El descerebrado émulo de Hamilton, pasado de alcohol y sobrepasado de revoluciones, tiene ahora mucho tiempo para leer a Quevedo, ver el cine de Dean y reflexionar sobre las dos jóvenes vidas que truncó. Marina, la copiloto, apenas sobrevivió unas horas al choque. Era una prometedora psicóloga especializada en psicopatologías. Es obvio que el conductor que las embistió, de 36 años, nunca había pasado por su despacho.
La velocidad produce los mismos monstruos que el sueño de la razón. Y genera psicopatologías que ya no podrá tratar Marina. En esta España del bello Sánchez que discute cuerpo a cuerpo los verdaderos muertos del coronavirus, duelen pavorosamente nuestras dos jóvenes muertas. Natalia luchó como una jabata durante 27 días y 27 noches y se despidió silenciosamente un sábado cualquiera de agosto.
El luto nacional se ha instalado confortablemente entre nosotros.
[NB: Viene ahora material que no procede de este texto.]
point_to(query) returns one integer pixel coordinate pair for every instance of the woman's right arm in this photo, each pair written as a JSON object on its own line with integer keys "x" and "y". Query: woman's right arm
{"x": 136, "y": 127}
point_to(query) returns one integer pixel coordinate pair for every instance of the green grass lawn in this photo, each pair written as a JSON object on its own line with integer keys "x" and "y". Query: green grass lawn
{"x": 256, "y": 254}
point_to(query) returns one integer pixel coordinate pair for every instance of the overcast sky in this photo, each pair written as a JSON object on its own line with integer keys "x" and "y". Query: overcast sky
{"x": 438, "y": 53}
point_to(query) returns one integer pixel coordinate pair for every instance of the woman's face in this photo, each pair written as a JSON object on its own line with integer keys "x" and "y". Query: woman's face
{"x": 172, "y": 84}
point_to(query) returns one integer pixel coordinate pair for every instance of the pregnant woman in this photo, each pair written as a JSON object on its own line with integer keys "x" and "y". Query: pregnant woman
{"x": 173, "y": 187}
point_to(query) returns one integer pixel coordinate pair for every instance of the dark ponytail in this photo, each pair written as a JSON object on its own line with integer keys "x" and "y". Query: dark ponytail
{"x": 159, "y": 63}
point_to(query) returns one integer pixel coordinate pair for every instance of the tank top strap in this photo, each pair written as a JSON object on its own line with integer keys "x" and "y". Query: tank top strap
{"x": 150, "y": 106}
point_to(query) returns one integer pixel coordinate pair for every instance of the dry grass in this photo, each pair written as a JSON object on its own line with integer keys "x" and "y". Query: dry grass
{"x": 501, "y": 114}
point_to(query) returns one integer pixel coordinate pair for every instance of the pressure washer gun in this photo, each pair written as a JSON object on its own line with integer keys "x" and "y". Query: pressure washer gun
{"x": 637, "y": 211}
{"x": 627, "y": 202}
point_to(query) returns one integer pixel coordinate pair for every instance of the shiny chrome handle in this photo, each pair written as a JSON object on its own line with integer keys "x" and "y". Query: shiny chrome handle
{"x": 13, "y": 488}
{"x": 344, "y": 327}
Sabina se quedó cortesmente corto cuando denunció el robo del mes de abril, porque este hurto es de dimensiones oceánicas y se viene produciendo, mes a mes, desde marzo. Robar vidas no es robar gallinas. Penden y penderán del sutil hilo de las ucis cientos o miles de muertos más.
Pero lo de Marina y Natalia es desgarradoramente distinto. Tan injusto como irreversible. Tan cotidiano como condenable. Tan absurdo.